Cause. Two scenarios. Benign — the dApp loads wallets-list.json from a stale CDN where Tonkeeper still has its previous logo; fixed by updating the SDK. Dangerous — you landed on a phishing clone of the dApp, which served its own wallets list with the same name but a malicious connect URL. Seconds after connecting, you would get a signature request for a draining transaction.

Fix.

  1. Do not approve the connect until you verified the dApp URL in the address bar. If the domain is unfamiliar or contains suspicious characters (tonkeeper-app.com instead of tonkeeper.com) — close the tab.
  2. If the URL is correct and the logo is still odd, refresh with cache disabled or open the dApp in incognito to rule out stale assets.
  3. Keep a cold wallet for funds and a hot wallet for experiments.

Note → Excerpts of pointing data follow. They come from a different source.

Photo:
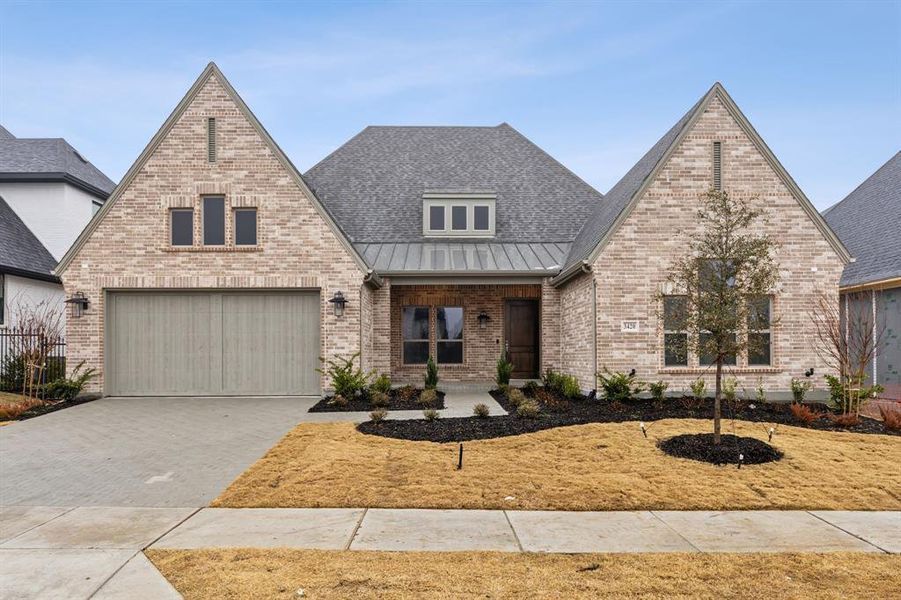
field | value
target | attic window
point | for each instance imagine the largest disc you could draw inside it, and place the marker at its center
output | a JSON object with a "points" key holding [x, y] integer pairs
{"points": [[458, 215], [211, 139], [717, 166]]}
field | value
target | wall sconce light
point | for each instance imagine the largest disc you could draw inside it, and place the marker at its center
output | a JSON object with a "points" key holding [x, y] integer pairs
{"points": [[338, 301], [78, 303]]}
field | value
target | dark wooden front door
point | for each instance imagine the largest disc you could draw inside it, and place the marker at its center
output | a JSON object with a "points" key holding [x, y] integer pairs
{"points": [[521, 335]]}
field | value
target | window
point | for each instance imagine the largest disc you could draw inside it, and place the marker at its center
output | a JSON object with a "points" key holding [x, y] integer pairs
{"points": [[760, 340], [246, 227], [181, 225], [415, 329], [214, 221], [450, 335], [675, 337]]}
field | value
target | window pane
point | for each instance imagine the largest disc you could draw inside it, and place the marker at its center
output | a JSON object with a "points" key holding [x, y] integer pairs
{"points": [[436, 218], [458, 217], [675, 351], [214, 221], [246, 227], [480, 218], [182, 223], [416, 353], [450, 323], [416, 323], [450, 353], [759, 349]]}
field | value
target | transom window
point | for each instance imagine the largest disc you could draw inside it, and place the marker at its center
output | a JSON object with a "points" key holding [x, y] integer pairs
{"points": [[447, 215]]}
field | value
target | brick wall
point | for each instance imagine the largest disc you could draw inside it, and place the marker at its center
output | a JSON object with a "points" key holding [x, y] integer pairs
{"points": [[297, 249]]}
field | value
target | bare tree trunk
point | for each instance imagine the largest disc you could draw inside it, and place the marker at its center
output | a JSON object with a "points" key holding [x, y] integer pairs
{"points": [[717, 413]]}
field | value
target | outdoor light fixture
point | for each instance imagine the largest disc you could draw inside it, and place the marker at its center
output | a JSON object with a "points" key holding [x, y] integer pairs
{"points": [[338, 301], [78, 303]]}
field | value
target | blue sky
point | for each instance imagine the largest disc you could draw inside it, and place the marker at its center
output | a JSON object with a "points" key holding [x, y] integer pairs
{"points": [[594, 84]]}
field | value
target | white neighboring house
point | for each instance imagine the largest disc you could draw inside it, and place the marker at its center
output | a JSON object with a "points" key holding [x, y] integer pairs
{"points": [[48, 193]]}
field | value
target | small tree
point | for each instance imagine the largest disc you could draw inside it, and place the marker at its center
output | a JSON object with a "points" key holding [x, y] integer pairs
{"points": [[726, 268]]}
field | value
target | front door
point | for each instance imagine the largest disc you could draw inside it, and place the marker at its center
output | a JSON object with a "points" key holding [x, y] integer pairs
{"points": [[521, 335]]}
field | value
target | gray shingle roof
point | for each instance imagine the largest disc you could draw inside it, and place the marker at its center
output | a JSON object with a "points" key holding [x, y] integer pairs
{"points": [[373, 184], [868, 221], [20, 251], [24, 158], [619, 196]]}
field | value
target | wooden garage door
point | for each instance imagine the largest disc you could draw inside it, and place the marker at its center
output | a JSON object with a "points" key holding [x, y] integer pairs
{"points": [[210, 344]]}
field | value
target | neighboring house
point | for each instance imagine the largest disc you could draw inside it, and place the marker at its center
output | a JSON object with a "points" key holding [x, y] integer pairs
{"points": [[52, 188], [868, 221], [217, 268]]}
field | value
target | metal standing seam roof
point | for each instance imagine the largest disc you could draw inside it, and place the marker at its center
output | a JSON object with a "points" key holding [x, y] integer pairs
{"points": [[455, 257], [868, 221]]}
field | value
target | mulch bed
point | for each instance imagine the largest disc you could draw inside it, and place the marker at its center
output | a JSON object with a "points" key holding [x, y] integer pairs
{"points": [[732, 449], [565, 412], [362, 404]]}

Never connect the cold one to a dApp you have doubts about. For the full attack taxonomy, see TON Connect phishing and session compromise.

When nothing in the list works

Sometimes the problem does not match any pattern — the wallet hangs on splash, the dApp crashes silently, the picker never opens. Last-resort checklist:

  1. Force-quit the wallet and relaunch. Fixes ~30% of stuck-session cases.
  2. Clear the dApp cache in your browser for that specific domain. localStorage, cookies, IndexedDB. Reconnect from scratch.
  3. Try another wallet on the same dApp. If it works — the first wallet is broken (probably outdated or corrupted state). If not — the dApp is at fault.
  4. Try the same wallet on another dApp. If it works — file a support ticket with the original dApp. If not — the wallet is at fault.
  5. Check versions. TON Connect 2.0 shipped in 2023, then iterated. Wallets older than mid-2024 risk missing current methods. The same applies to @tonconnect/sdk in dApps.

Wrap-up

Most “TON Connect not working” cases boil down to version mismatch between dApp, SDK and wallet, deep-link handler conflicts, or transient bridge issues. The ten scenarios above cover roughly 90% of tickets that dApp support teams see across the TON ecosystem in 2026.

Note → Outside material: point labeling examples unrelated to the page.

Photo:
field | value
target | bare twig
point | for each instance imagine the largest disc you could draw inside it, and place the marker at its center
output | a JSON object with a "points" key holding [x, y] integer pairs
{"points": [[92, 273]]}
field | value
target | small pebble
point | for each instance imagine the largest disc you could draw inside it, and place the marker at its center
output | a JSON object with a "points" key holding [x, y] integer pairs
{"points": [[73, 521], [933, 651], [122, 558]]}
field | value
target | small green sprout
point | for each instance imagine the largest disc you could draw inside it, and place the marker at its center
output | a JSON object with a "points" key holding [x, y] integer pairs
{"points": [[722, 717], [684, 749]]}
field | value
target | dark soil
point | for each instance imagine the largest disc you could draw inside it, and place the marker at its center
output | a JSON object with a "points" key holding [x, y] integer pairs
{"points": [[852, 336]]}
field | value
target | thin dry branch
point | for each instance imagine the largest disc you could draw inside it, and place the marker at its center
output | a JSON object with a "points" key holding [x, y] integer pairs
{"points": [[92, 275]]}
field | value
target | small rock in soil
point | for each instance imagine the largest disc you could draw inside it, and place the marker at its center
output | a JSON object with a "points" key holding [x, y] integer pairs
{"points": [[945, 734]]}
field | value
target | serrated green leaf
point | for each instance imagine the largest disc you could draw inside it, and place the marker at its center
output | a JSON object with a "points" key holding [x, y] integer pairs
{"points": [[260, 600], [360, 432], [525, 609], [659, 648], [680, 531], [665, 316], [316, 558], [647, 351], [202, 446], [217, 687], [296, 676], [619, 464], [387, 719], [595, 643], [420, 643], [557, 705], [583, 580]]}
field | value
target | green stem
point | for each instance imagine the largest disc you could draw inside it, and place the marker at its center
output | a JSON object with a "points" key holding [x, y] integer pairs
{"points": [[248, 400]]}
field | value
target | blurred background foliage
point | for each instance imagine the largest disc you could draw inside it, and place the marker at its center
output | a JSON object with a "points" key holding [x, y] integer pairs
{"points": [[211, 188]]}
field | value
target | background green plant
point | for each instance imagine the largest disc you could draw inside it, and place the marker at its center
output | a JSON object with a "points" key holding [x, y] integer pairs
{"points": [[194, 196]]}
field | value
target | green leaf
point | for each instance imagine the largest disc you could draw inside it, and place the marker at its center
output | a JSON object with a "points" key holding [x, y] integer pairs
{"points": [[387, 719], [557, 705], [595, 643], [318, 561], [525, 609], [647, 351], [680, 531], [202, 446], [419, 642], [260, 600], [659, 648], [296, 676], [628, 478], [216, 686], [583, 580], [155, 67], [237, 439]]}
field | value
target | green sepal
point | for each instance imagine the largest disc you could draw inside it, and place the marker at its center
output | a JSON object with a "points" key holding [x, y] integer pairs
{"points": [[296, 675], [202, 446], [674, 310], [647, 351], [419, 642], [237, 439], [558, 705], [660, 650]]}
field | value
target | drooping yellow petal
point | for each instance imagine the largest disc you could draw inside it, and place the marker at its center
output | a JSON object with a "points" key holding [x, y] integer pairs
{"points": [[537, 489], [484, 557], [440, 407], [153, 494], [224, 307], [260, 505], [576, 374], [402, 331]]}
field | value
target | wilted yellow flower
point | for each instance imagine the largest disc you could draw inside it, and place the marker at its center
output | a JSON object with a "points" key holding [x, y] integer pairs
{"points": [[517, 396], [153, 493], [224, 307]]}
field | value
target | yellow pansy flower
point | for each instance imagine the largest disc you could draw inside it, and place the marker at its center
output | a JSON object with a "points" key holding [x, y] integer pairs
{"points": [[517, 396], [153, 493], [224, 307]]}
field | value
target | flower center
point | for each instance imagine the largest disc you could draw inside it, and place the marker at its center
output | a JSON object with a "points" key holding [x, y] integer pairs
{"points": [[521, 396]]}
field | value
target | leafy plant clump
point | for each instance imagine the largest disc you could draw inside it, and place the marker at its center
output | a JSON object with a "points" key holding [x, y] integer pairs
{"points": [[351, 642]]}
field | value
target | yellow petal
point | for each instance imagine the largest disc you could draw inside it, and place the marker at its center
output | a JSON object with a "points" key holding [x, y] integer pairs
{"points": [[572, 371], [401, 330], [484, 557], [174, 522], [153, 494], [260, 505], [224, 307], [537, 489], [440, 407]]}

User discipline: keep the wallet current, never trust the picker without checking the URL, and on weird symptoms check Active Sessions inside the wallet first. Developer discipline: parse SDK errors by type, surface human-readable messages, do not depend on state that can disappear, and log all three component versions on every request.

And remember: TON Connect is transport plus handshake, not magic. When it stays silent, specific pieces failed, and each piece can be checked separately.

Frequently asked

Bridge is a separate relay server between the dApp and your wallet, independent of your connection to the site itself. Most timeouts mean the default bridge is temporarily slow or the wallet did not receive the request within the 60-second window. Fix: close the picker, retry; if it keeps failing, switch bridge URL in the dApp or in the wallet settings.
No. A session is bound to the key the wallet generated at connect time, and that key only lives on the device that made the connection. Reinstall the wallet or move to a new device and you must connect again from scratch — the old session is dead.
The picker pulls its list from the public wallets-list.json manifest. If your wallet is new or installed from an unofficial source it might not be listed yet. Workarounds: paste the universal connect URL manually, or use QR connect — QR is universal and does not depend on listings.
Depends on the moment. If the wallet already showed you the confirm screen and you tapped Approve, the transaction goes on-chain regardless of bridge state — the wallet sends it directly, bridge only carries the request. If the session died before approval, the dApp gets nothing and no signature happens.
When Tonkeeper, MyTonWallet and Telegram Wallet are all installed, a ton:// deep-link can open the wrong one. iOS prioritises the most recently installed app; Android lets you set a default app for the scheme. The clean solution: always open the picker and pick the wallet by name explicitly, instead of tapping a raw ton:// link.